A padronização do vocabulário radiológico dos laudos de médicos radiologistas e a elaboração de uma forma estruturada pré-definida para a análise e interpretação de estudos radiológicos (“laudos estruturados”) poderiam, em tese, melhorar o entendimento dos relatórios pelos pacientes e médicos que solicitam os exames. Entretanto, apesar do potencial benefício teórico, é necessário destacar que tal prática pode ter consequências indesejadas.

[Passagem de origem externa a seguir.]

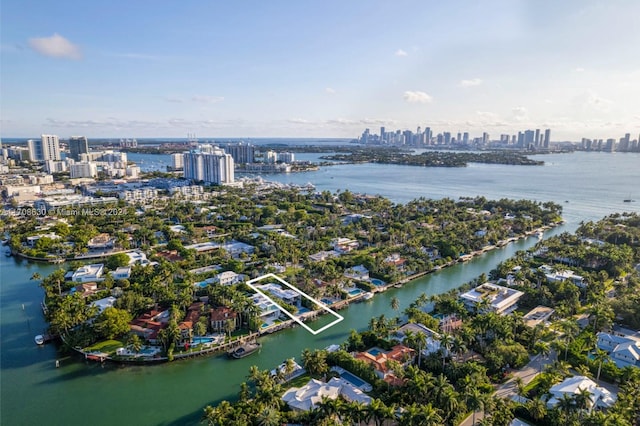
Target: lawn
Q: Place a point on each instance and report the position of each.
(108, 346)
(298, 381)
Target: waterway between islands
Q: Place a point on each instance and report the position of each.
(34, 391)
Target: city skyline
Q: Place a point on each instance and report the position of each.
(285, 69)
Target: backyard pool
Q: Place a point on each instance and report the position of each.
(202, 340)
(375, 351)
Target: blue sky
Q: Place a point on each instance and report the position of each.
(318, 68)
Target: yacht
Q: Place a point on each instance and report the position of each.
(244, 350)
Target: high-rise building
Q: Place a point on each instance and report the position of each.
(177, 161)
(242, 153)
(547, 138)
(47, 148)
(78, 145)
(210, 167)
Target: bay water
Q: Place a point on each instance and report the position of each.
(33, 391)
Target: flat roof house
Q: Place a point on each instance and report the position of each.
(501, 300)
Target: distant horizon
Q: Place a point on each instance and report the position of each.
(267, 69)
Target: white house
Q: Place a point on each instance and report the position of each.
(502, 300)
(344, 245)
(624, 351)
(228, 278)
(88, 273)
(121, 273)
(599, 397)
(358, 272)
(432, 338)
(287, 295)
(310, 395)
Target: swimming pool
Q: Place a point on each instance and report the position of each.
(201, 340)
(375, 351)
(354, 380)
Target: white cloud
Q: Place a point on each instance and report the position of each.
(417, 97)
(207, 99)
(471, 83)
(55, 46)
(520, 113)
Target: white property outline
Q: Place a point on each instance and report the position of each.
(289, 314)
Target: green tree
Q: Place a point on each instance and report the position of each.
(112, 322)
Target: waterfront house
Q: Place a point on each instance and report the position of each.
(432, 338)
(101, 242)
(287, 295)
(599, 397)
(103, 304)
(492, 297)
(88, 273)
(624, 351)
(323, 255)
(358, 272)
(310, 395)
(121, 273)
(538, 315)
(219, 317)
(344, 245)
(31, 241)
(378, 358)
(564, 275)
(228, 278)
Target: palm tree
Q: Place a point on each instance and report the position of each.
(600, 356)
(537, 409)
(475, 400)
(268, 416)
(446, 342)
(395, 303)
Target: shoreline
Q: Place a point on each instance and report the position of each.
(137, 360)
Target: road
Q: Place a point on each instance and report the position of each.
(509, 388)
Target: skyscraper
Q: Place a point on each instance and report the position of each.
(210, 167)
(241, 152)
(547, 138)
(47, 148)
(78, 145)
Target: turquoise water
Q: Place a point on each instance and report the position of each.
(595, 184)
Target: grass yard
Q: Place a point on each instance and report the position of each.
(108, 346)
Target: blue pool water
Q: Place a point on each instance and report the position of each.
(201, 340)
(354, 380)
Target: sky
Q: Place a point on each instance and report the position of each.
(330, 68)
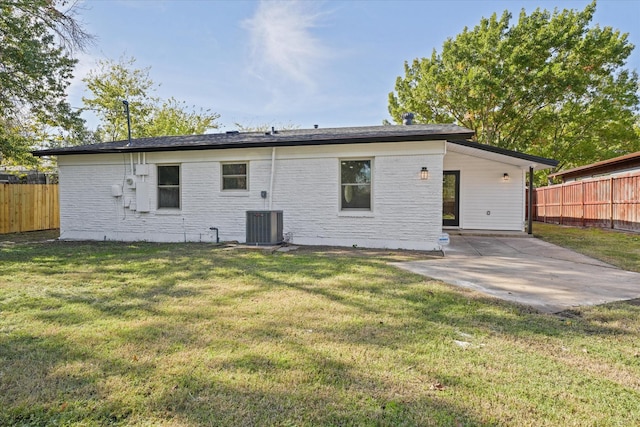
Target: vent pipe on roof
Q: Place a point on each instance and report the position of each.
(407, 118)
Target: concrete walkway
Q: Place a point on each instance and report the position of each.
(528, 271)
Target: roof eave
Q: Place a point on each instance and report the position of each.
(535, 160)
(271, 142)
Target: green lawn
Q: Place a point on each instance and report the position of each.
(194, 334)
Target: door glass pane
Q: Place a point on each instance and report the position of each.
(449, 202)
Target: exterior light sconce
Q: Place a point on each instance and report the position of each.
(424, 173)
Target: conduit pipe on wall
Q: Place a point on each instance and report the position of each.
(273, 163)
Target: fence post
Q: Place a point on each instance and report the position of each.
(611, 199)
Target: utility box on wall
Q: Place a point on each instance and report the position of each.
(264, 227)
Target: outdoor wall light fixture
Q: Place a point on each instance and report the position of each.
(424, 173)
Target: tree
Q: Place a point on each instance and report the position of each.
(37, 39)
(114, 82)
(265, 127)
(550, 85)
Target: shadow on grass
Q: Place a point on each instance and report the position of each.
(146, 333)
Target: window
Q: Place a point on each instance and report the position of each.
(234, 176)
(355, 184)
(169, 186)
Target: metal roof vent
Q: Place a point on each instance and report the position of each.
(407, 118)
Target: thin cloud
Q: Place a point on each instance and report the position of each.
(282, 41)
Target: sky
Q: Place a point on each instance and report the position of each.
(293, 63)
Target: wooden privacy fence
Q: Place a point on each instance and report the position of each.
(28, 207)
(608, 202)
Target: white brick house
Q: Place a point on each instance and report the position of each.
(364, 186)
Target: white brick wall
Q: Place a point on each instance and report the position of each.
(406, 211)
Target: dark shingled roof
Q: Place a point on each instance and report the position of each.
(297, 137)
(282, 138)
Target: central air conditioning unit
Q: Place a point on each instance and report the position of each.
(264, 228)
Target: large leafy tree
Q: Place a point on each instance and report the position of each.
(37, 41)
(551, 84)
(114, 82)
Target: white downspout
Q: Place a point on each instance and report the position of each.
(273, 164)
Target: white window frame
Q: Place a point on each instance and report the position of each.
(341, 185)
(223, 176)
(160, 186)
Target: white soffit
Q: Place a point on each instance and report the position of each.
(496, 157)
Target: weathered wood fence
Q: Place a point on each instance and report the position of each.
(607, 202)
(28, 207)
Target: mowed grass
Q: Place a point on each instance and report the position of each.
(194, 334)
(618, 248)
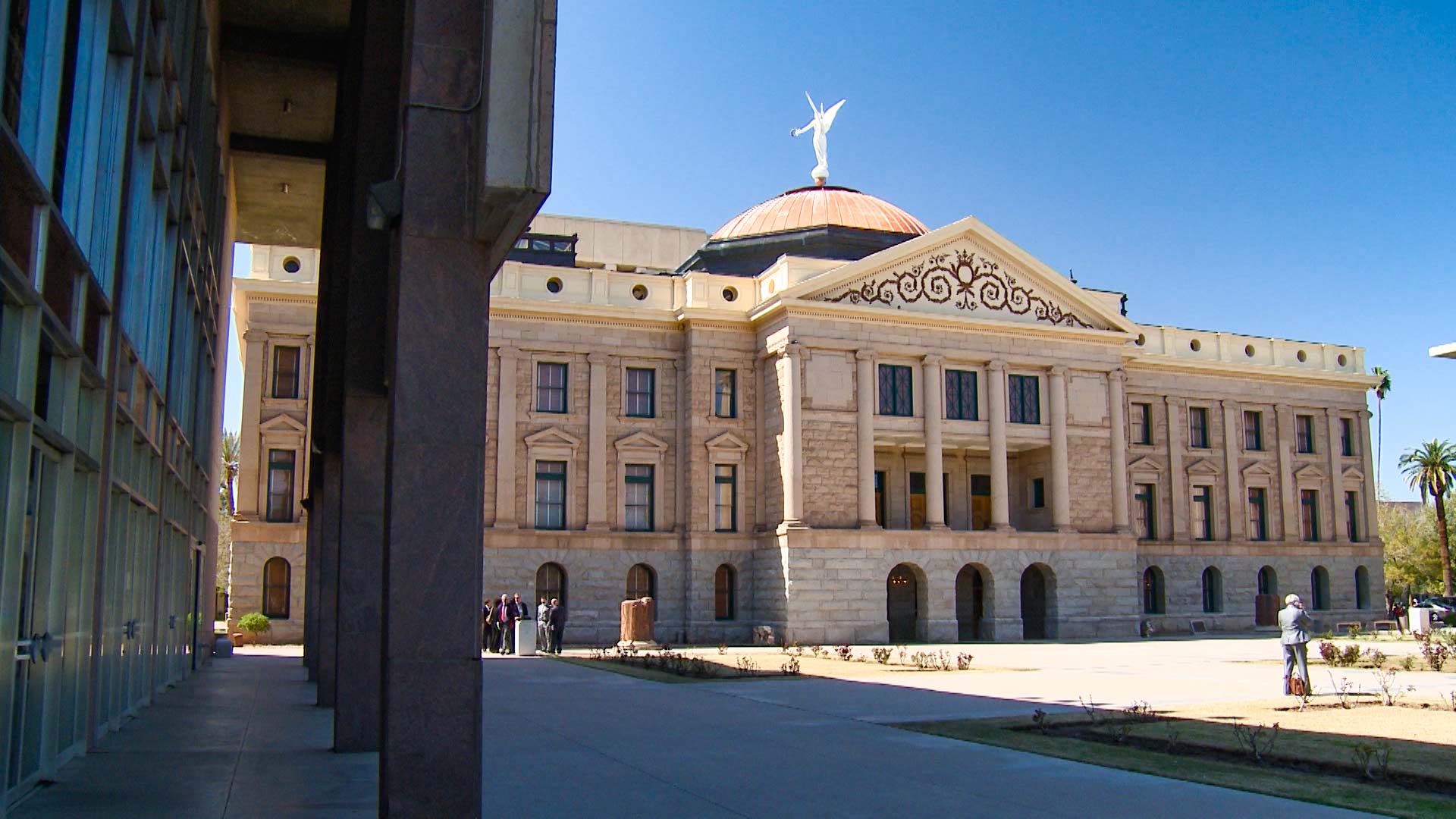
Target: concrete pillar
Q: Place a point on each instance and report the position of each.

Quem já leu “1984”, a obra clássica de George Orwell, sabe da importância da liberdade de expressão e do livre uso das palavras para a adequada comunicação de qualquer tipo de mensagem, o que vale também para um laudo radiológico. Para contextualização, nesta obra de ficção de Orwell, o governo hiperautoritário determina a criação de um novo idioma chamado “Novilíngua”, desenvolvido não pela criação de novas palavras, mas sim pela “condensação” e “remoção” de palavras e de alguns de seus significados, com o objetivo de restringir o escopo e abrangência do pensamento da população.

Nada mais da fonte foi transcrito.